The first new variable will contain the derivative of the log
likelihood with respect to the regression equation.

The second new variable will contain the derivative of the log
likelihood with respect to the selection equation.

The third new variable will contain the derivative of the log
likelihood with respect to the third equation (**athrho**).

The fourth new variable will contain the derivative of the log
likelihood with respect to the fourth equation (**lnsigma**).

__Syntax for margins__

**margins** [*marginlist*] [**,** *options*]

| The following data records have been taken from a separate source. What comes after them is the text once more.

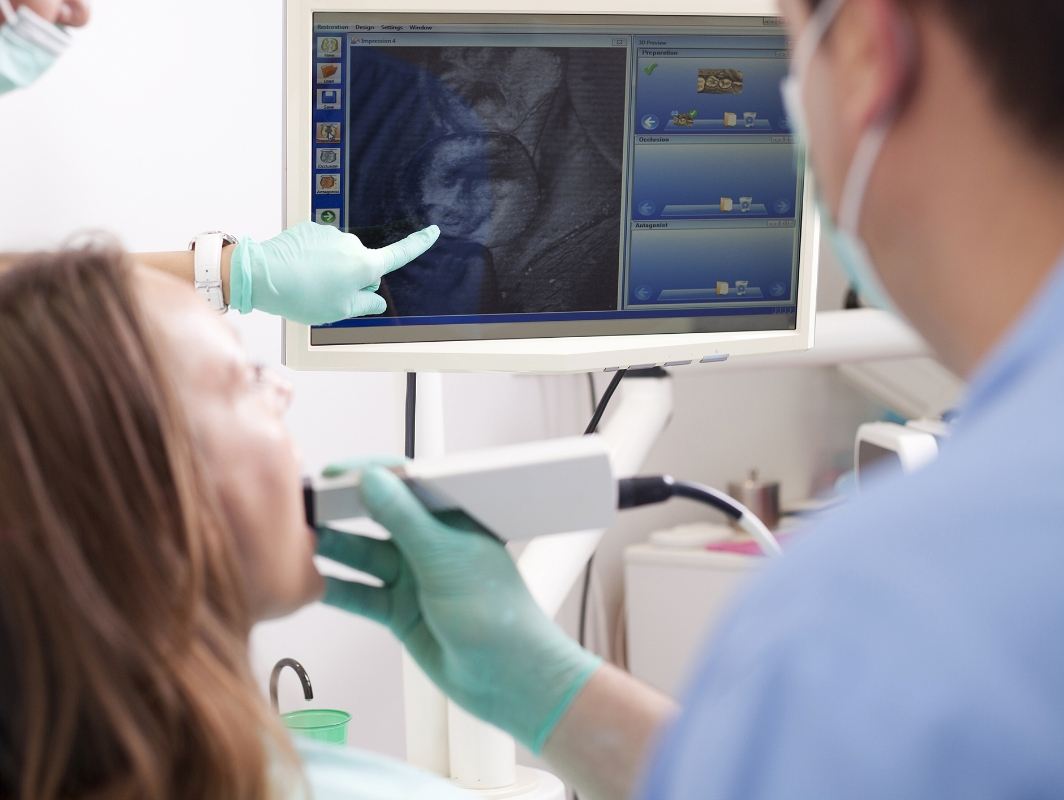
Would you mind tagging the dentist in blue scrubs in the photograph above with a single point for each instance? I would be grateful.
(912, 645)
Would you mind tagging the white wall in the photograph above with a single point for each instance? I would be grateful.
(164, 120)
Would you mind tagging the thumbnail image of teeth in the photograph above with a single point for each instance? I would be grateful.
(719, 82)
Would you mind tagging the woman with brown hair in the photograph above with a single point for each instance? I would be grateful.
(150, 513)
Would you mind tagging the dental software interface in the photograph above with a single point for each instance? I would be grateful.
(591, 176)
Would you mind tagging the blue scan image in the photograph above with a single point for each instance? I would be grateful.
(514, 152)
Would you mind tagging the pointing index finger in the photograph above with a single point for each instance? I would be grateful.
(404, 251)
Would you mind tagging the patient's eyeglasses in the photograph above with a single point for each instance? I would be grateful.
(272, 384)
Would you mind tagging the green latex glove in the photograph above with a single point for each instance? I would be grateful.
(314, 273)
(453, 597)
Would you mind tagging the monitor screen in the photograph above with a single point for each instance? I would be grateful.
(591, 175)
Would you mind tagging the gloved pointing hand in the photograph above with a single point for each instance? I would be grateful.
(315, 273)
(453, 597)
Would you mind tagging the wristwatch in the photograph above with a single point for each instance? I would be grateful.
(208, 247)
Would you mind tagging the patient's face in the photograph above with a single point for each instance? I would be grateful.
(248, 454)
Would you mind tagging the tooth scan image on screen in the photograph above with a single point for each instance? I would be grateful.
(591, 176)
(514, 152)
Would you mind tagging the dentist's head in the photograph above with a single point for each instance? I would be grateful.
(33, 35)
(936, 136)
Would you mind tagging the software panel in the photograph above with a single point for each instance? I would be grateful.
(592, 176)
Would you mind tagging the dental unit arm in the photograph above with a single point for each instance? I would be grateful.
(521, 492)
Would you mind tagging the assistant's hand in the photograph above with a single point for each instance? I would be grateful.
(453, 597)
(314, 273)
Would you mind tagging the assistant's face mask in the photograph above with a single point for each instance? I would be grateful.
(29, 46)
(844, 233)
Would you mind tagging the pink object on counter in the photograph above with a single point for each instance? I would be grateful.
(743, 547)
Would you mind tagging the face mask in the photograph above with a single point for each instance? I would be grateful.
(29, 46)
(845, 237)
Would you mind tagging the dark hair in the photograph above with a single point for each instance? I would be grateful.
(1018, 47)
(123, 663)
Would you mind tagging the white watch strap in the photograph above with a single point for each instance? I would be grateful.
(208, 255)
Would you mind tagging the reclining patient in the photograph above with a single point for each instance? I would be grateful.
(150, 514)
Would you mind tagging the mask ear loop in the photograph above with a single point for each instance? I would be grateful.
(9, 13)
(851, 202)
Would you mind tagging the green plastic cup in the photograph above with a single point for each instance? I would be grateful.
(320, 725)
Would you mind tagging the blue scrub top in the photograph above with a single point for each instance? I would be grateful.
(913, 646)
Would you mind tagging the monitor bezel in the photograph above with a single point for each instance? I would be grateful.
(543, 355)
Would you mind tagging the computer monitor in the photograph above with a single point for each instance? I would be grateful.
(614, 189)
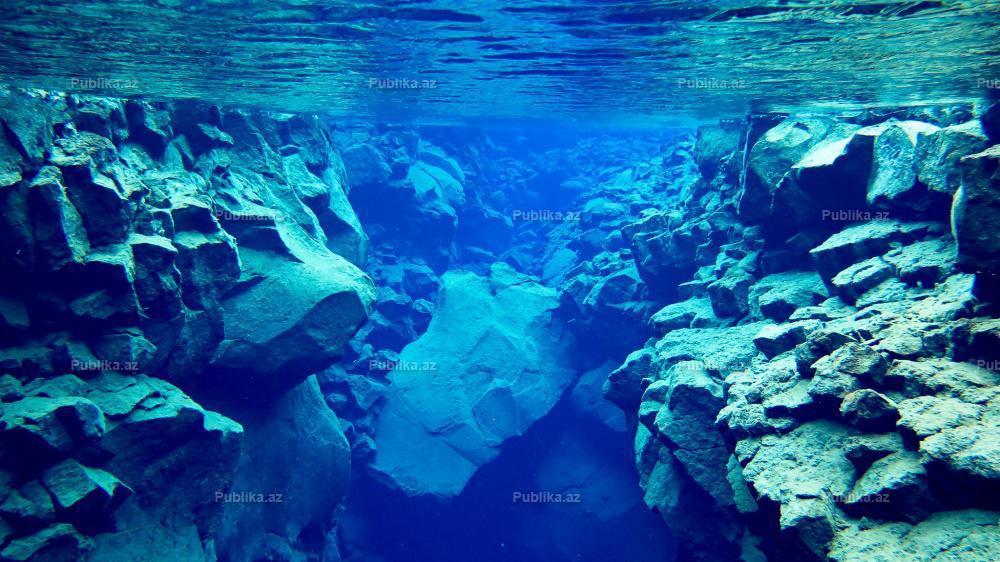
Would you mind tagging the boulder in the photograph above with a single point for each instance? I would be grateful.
(869, 410)
(975, 211)
(692, 313)
(729, 294)
(963, 534)
(938, 155)
(492, 362)
(774, 154)
(365, 166)
(893, 183)
(776, 339)
(779, 295)
(274, 499)
(862, 241)
(87, 496)
(857, 279)
(268, 349)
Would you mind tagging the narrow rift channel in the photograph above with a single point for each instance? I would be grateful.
(505, 282)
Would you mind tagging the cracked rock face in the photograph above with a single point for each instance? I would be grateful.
(145, 247)
(443, 405)
(862, 425)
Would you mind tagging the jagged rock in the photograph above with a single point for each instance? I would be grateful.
(626, 384)
(88, 496)
(662, 255)
(775, 153)
(924, 263)
(862, 241)
(961, 535)
(149, 125)
(863, 450)
(273, 497)
(969, 450)
(804, 195)
(821, 471)
(438, 384)
(586, 398)
(277, 347)
(692, 313)
(58, 542)
(365, 166)
(58, 231)
(779, 295)
(776, 339)
(40, 428)
(729, 295)
(974, 214)
(857, 279)
(939, 377)
(894, 486)
(715, 145)
(28, 507)
(893, 183)
(844, 371)
(926, 415)
(939, 154)
(29, 120)
(869, 411)
(616, 306)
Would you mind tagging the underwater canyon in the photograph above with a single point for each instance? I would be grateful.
(241, 333)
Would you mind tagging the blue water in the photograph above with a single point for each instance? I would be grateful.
(401, 281)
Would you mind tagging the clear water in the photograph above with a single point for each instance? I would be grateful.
(601, 94)
(584, 60)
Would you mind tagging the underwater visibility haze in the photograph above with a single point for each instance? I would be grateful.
(524, 281)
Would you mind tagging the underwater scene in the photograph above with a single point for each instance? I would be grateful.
(500, 281)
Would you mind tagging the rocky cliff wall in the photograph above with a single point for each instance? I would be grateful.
(173, 275)
(823, 386)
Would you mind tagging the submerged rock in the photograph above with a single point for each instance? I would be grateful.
(451, 404)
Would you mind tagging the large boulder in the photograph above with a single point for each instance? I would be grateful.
(976, 213)
(774, 154)
(270, 348)
(492, 362)
(893, 182)
(939, 153)
(273, 500)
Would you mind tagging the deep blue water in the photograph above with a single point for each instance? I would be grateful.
(525, 281)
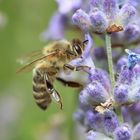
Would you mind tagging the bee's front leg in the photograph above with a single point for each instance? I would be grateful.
(76, 68)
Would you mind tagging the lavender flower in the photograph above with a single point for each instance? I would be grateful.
(102, 95)
(136, 132)
(107, 17)
(55, 30)
(94, 93)
(123, 132)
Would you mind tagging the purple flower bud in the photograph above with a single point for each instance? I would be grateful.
(121, 93)
(111, 122)
(131, 33)
(67, 6)
(133, 111)
(93, 135)
(56, 28)
(97, 93)
(100, 53)
(127, 12)
(121, 63)
(99, 21)
(96, 4)
(79, 116)
(133, 59)
(102, 77)
(123, 133)
(136, 70)
(95, 120)
(126, 76)
(110, 8)
(136, 132)
(126, 115)
(81, 19)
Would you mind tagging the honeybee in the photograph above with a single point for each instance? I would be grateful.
(53, 59)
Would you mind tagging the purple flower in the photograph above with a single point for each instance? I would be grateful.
(79, 116)
(131, 33)
(136, 132)
(65, 6)
(99, 53)
(111, 122)
(126, 75)
(95, 120)
(121, 63)
(106, 16)
(98, 21)
(81, 18)
(110, 7)
(123, 132)
(94, 135)
(127, 13)
(121, 94)
(55, 30)
(94, 93)
(133, 59)
(102, 77)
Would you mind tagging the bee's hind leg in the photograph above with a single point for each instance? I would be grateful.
(69, 83)
(53, 92)
(76, 68)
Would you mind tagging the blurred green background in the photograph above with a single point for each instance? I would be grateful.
(20, 118)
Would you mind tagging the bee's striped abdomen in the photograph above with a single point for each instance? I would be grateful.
(40, 93)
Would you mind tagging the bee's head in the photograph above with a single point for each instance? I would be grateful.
(78, 46)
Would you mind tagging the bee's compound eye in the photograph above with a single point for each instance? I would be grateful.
(78, 49)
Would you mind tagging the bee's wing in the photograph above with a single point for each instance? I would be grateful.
(29, 57)
(29, 66)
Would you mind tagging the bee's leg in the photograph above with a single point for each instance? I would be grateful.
(76, 68)
(52, 90)
(69, 83)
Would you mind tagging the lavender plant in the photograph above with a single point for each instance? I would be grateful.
(109, 103)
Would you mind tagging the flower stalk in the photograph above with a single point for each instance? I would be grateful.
(110, 60)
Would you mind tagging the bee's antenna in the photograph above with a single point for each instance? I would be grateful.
(85, 41)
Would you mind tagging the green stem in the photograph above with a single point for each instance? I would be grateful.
(110, 60)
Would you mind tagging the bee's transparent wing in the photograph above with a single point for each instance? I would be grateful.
(30, 65)
(56, 96)
(29, 57)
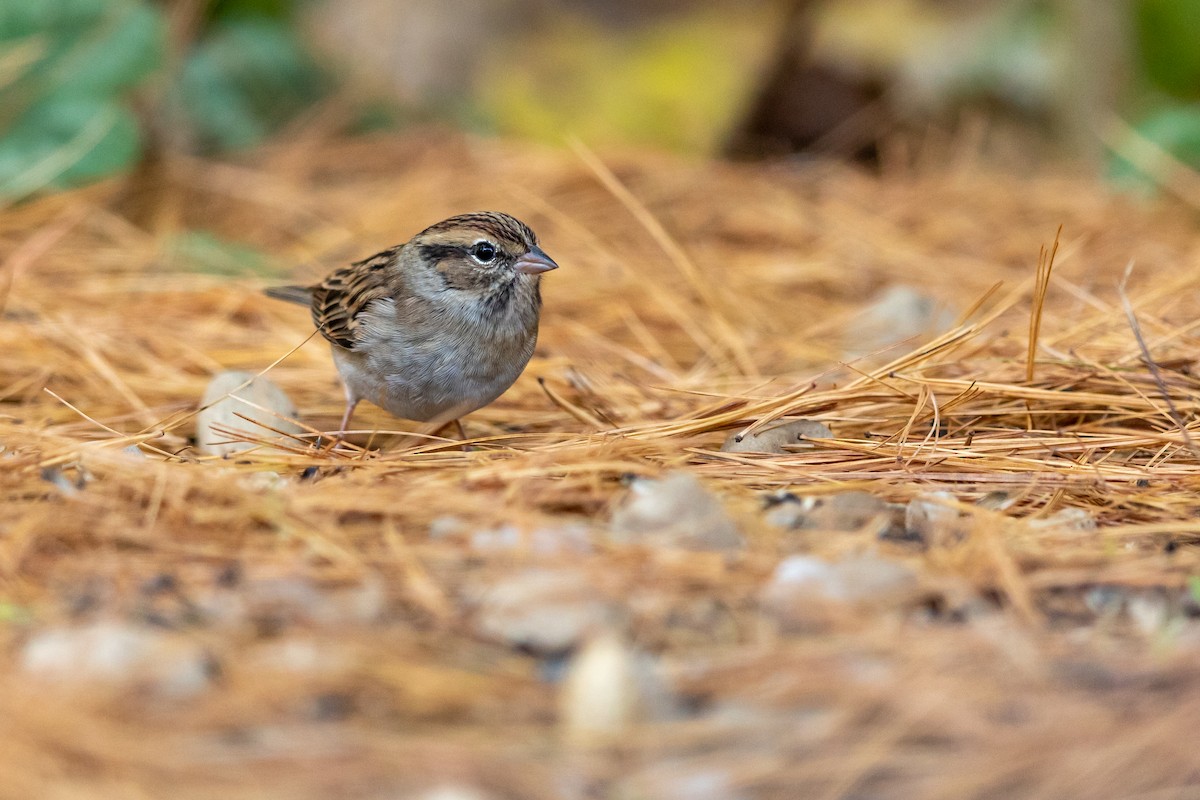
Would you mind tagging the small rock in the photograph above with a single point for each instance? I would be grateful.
(781, 438)
(451, 792)
(1149, 611)
(849, 511)
(262, 402)
(675, 511)
(681, 780)
(1067, 519)
(571, 537)
(599, 698)
(933, 518)
(119, 654)
(895, 314)
(805, 591)
(999, 500)
(544, 611)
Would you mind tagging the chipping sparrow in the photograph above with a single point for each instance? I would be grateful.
(437, 328)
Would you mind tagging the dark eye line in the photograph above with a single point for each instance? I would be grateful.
(484, 252)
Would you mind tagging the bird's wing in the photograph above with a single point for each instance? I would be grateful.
(339, 300)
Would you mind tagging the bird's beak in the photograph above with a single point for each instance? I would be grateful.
(535, 262)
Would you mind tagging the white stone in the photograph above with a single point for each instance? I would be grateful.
(778, 438)
(226, 398)
(675, 511)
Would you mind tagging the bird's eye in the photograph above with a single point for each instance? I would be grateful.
(484, 252)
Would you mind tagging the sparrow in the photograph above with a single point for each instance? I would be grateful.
(437, 328)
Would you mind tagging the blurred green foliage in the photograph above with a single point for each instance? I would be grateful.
(65, 70)
(245, 79)
(1169, 46)
(1168, 73)
(82, 82)
(77, 80)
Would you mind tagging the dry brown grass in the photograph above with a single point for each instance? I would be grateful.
(708, 299)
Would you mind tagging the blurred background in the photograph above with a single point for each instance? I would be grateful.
(96, 88)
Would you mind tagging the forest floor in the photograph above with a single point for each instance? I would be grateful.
(985, 584)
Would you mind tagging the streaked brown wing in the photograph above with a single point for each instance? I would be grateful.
(340, 299)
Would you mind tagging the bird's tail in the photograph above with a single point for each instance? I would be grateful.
(301, 295)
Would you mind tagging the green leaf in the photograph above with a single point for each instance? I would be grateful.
(66, 140)
(205, 252)
(1169, 44)
(121, 49)
(245, 80)
(1174, 130)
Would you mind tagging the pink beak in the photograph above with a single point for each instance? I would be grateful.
(535, 262)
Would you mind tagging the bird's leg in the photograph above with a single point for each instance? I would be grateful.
(351, 403)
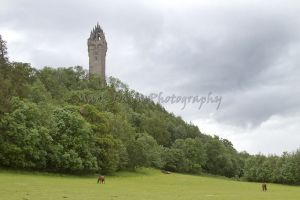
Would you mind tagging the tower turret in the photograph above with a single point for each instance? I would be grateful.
(97, 48)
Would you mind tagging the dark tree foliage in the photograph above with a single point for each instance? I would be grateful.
(3, 51)
(62, 120)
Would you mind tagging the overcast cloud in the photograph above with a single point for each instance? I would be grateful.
(248, 52)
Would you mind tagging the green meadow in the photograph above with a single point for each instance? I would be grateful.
(144, 184)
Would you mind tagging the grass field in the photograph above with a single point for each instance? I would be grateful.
(144, 185)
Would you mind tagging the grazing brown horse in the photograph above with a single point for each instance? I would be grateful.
(101, 179)
(264, 187)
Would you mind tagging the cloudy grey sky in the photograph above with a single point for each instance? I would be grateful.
(246, 51)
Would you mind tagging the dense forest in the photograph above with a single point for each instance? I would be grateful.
(63, 120)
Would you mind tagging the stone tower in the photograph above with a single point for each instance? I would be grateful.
(97, 48)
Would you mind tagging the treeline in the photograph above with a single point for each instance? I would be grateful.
(62, 120)
(284, 169)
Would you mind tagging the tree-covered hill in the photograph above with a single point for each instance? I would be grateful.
(62, 120)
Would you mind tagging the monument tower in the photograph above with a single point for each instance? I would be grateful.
(97, 48)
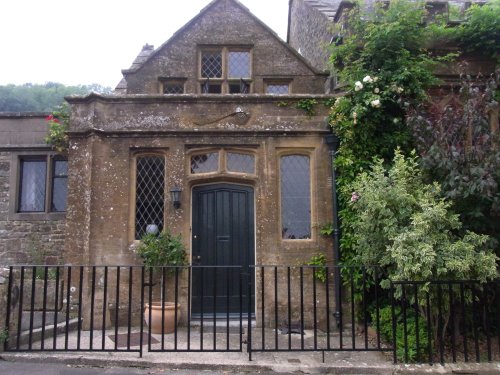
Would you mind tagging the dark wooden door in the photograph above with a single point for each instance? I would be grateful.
(223, 236)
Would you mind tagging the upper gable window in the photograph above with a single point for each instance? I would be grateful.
(279, 87)
(172, 85)
(239, 64)
(225, 70)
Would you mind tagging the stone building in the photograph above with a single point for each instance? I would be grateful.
(217, 135)
(32, 192)
(213, 115)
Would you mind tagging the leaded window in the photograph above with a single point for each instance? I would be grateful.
(225, 70)
(295, 197)
(205, 163)
(33, 185)
(211, 64)
(173, 88)
(279, 89)
(239, 64)
(42, 184)
(150, 193)
(241, 163)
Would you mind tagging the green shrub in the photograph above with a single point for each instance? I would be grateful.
(163, 249)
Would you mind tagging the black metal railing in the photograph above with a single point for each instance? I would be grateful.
(269, 308)
(445, 321)
(296, 311)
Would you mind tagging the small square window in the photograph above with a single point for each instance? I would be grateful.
(43, 184)
(211, 64)
(279, 89)
(173, 88)
(239, 64)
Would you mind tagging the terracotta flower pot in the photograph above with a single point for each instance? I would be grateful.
(156, 315)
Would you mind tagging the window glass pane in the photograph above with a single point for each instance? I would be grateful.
(60, 186)
(211, 65)
(211, 88)
(150, 192)
(32, 186)
(277, 89)
(295, 197)
(242, 163)
(205, 163)
(239, 64)
(173, 88)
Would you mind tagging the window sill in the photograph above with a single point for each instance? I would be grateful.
(38, 216)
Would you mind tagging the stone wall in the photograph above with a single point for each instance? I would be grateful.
(31, 237)
(309, 32)
(225, 23)
(26, 241)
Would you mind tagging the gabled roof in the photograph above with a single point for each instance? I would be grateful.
(136, 66)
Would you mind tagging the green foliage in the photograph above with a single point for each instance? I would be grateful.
(163, 249)
(41, 98)
(386, 332)
(390, 43)
(458, 150)
(403, 225)
(307, 105)
(481, 30)
(386, 68)
(319, 261)
(326, 229)
(58, 124)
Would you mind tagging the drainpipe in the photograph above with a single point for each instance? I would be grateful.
(333, 141)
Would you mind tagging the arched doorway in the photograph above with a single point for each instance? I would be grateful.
(223, 235)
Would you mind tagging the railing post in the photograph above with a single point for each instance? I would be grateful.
(249, 315)
(394, 326)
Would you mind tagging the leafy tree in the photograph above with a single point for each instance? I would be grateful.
(386, 67)
(406, 228)
(460, 151)
(481, 30)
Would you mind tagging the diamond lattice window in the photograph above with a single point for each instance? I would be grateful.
(241, 163)
(279, 89)
(205, 163)
(150, 193)
(32, 186)
(173, 88)
(211, 64)
(239, 64)
(295, 197)
(59, 185)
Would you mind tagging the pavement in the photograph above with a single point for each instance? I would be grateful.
(332, 362)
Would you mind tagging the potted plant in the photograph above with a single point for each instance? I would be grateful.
(157, 250)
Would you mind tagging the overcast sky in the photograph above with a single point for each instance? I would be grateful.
(91, 41)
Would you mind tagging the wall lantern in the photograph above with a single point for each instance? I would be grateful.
(175, 195)
(152, 229)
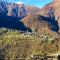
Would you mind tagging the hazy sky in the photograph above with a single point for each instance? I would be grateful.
(38, 3)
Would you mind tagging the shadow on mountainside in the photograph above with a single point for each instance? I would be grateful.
(12, 23)
(51, 22)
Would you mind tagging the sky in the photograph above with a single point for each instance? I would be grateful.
(37, 3)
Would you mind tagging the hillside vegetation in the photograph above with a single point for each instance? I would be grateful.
(16, 45)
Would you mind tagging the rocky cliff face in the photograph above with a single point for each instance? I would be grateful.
(57, 11)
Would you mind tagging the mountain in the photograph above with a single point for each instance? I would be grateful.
(31, 17)
(57, 11)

**margins** [*marginlist*] **,** __pr__**edict(***statistic *...**)** [__pr__**edict(***statistic *...**)**
...] [*options*]

*statistic* Description
-------------------------------------------------------------------------
**xb** linear prediction; the default
__xbs__**el** linear prediction for selection equation
__p__**r(***a***,***b***)** Pr(y | *a* < y < *b*)
**e(***a***,***b***)** *E*(y | *a* < y < *b*)
__ys__**tar(***a***,***b***)** *E*(y*), y* = max{*a*,min(y,*b*)}
* __yc__**ond** *E*(y | y observed)
* __ye__**xpected** *E*(y*), y taken to be 0 where unobserved
__ns__**hazard** or __m__**ills** nonselection hazard (also called inverse of Mills's
ratio)
__ps__**el** Pr(y observed)
**stdp** not allowed with **margins**
**stdf** not allowed with **margins**
**stdpsel** not allowed with **margins**
-------------------------------------------------------------------------
* **ycond** and **yexpected** are not allowed with **margins** after **heckman,**
**twostep**.

Statistics not allowed with **margins** are functions of stochastic
quantities other than **e(b)**.

For the full syntax, see **[R] margins**.

__Menu for margins__

**Statistics > Postestimation**

__Description for margins__

**margins** estimates margins of response for linear predictions,
probabilities, expected values, and nonselection hazards.

__Examples__

Setup
**. webuse womenwk**
**. heckman wage educ age, select(married children educ age)**

Predicted wage conditional on it being observed
**. predict ycond, ycond**

Probability of wage being observed
**. predict probseen, psel**

__Reference__

Heckman, J. 1979. Sample selection bias as a specification error.
*Econometrica* 47: 153-161.